Stichwort – Alles nicht wahr, alles ganz anders. Gab’s da nicht erst kürzlich das einjährige Ibiza-Jubiläum, zu dessen Anlass man dem Herrn Strache in so gut wie allen Medien, sogar der Kronen Zeitung, die er ja verkaufen wollte, eine Bühne gab? Womit sich der Kreis zwischen Trump, Johnson, Bolsonaro und Strache wieder schließt. Das Einzige, was diese Herrschaften lieben, ist sich selbst und die Inszenierung ihrer Person. Egal mit welchen Mitteln. Das Volk, die Menschen sind ihnen schnurze. Wer heute noch mit dem Gedanken spielt, Strache zu wählen, dessen Verstand ist irgendwann einmal falsch abgebogen.

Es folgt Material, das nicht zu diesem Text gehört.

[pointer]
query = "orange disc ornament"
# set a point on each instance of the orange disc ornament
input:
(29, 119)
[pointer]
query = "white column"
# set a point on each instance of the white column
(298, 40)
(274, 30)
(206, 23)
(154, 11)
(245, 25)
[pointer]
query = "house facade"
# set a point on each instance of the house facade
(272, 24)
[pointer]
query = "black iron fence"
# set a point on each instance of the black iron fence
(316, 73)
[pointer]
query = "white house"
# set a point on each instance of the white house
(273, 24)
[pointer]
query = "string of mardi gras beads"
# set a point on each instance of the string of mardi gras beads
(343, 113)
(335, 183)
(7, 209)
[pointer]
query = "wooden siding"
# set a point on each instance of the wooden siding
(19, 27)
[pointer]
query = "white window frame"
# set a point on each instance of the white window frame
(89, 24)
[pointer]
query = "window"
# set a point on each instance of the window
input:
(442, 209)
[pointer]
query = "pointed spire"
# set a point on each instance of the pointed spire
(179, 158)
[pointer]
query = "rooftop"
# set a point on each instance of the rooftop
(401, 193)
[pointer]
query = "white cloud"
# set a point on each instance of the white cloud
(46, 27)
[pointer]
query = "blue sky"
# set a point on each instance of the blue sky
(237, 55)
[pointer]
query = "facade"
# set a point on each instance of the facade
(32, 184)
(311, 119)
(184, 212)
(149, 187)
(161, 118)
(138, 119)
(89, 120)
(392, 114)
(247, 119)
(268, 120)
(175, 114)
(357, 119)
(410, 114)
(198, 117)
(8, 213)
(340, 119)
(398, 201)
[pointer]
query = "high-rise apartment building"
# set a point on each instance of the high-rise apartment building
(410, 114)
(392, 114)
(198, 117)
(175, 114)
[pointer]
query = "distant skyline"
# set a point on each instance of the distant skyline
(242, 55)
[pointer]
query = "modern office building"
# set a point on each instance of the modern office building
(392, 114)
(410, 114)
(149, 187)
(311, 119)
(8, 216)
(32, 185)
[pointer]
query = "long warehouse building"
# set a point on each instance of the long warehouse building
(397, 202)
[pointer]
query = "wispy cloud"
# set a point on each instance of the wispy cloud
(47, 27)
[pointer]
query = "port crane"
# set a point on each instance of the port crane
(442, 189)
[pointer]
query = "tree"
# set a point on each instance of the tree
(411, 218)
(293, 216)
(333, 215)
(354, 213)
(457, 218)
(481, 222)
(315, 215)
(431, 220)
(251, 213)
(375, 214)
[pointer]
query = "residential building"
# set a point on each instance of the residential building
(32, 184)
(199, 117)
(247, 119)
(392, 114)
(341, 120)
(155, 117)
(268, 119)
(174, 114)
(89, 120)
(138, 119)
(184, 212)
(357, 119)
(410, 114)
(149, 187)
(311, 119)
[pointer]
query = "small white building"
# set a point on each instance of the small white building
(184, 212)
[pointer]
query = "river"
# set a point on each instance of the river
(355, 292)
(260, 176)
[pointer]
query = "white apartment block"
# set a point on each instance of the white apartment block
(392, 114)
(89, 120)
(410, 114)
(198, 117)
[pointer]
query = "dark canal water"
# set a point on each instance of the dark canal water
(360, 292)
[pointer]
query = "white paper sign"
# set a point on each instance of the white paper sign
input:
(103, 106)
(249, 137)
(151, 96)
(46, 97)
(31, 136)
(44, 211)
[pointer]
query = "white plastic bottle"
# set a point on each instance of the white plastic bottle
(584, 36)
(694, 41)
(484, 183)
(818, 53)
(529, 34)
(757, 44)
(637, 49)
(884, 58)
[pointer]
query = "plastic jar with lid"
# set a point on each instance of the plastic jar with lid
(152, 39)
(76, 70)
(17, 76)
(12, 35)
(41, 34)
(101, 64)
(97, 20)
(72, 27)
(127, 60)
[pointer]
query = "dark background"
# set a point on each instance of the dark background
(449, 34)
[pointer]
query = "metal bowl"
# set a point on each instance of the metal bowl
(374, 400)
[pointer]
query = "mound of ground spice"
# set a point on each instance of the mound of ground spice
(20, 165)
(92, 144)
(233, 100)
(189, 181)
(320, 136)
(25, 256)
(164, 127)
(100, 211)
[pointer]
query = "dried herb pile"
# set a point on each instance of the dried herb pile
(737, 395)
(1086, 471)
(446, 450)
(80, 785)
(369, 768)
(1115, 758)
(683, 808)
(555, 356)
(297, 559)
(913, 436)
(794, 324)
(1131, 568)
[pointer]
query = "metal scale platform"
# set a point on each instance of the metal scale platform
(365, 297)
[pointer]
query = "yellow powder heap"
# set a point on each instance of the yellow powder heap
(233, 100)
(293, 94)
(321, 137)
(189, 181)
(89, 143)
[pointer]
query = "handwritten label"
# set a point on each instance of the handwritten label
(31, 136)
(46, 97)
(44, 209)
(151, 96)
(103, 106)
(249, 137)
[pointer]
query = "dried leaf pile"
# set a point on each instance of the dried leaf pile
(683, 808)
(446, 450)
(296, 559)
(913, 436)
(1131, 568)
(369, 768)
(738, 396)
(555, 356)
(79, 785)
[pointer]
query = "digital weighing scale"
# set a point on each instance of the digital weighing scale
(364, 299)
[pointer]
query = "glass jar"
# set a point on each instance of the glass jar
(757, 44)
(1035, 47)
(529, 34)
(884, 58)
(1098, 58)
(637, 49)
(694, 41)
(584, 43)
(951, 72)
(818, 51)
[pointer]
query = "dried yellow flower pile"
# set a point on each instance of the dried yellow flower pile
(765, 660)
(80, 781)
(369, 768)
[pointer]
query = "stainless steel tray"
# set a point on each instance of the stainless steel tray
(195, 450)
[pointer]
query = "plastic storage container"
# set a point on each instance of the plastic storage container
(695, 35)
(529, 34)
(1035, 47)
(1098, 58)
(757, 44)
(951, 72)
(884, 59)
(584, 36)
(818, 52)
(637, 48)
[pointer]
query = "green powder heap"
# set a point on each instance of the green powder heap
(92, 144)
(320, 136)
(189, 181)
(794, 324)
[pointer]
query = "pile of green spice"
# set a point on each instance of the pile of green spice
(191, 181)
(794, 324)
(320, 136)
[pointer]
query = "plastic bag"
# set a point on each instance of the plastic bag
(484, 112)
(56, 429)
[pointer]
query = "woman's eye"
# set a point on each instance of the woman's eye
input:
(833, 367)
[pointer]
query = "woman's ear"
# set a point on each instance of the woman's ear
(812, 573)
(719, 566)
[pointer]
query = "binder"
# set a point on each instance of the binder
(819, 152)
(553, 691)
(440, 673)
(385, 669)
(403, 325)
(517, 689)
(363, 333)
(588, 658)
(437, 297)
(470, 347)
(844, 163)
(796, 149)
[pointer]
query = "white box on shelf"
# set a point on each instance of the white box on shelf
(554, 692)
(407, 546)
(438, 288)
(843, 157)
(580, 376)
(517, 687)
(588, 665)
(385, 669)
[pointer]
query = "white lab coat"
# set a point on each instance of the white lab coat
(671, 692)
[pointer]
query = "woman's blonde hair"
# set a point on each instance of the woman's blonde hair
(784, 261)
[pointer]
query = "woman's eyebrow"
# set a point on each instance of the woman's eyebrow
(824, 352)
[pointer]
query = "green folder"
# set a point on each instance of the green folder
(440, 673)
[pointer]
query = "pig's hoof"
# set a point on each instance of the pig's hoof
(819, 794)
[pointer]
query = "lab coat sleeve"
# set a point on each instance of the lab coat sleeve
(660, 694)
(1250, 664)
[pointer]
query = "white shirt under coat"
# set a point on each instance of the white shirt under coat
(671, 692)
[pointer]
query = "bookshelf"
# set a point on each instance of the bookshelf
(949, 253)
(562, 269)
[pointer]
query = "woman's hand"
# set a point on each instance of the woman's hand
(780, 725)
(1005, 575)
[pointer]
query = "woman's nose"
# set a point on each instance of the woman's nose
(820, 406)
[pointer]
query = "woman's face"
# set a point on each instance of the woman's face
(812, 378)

Ich für meinen Teil habe meine Lehren aus dieser Krise der Gier und der Dummheit gezogen. Ich gehe nicht raus und wenn, dann nicht dahin, wo ich auf Massen stoße. Ich kriege mein Gemüsekisterl vom Bauern, meine Getränke vom Getränkehändler, meine Bücher liefert die örtliche Buchhandlung, Wurst und Fleisch kommt ebenfalls frei Haus. Meine Kinder schicke ich wegen fünfzehn Schultagen nicht mehr zum Unterricht, und ich habe auch keine Sorgen, dass sie deswegen vereinsamen oder einen Knacks bekommen, denn wie so viele genieße ich es, den ganzen Tag mit meinen Kindern zusammen zu sein, mit ihnen zu spielen, zu lernen, zu streiten und zu lachen. Brot und Kekse zu backen und Kräuter und Gemüse zu pflanzen.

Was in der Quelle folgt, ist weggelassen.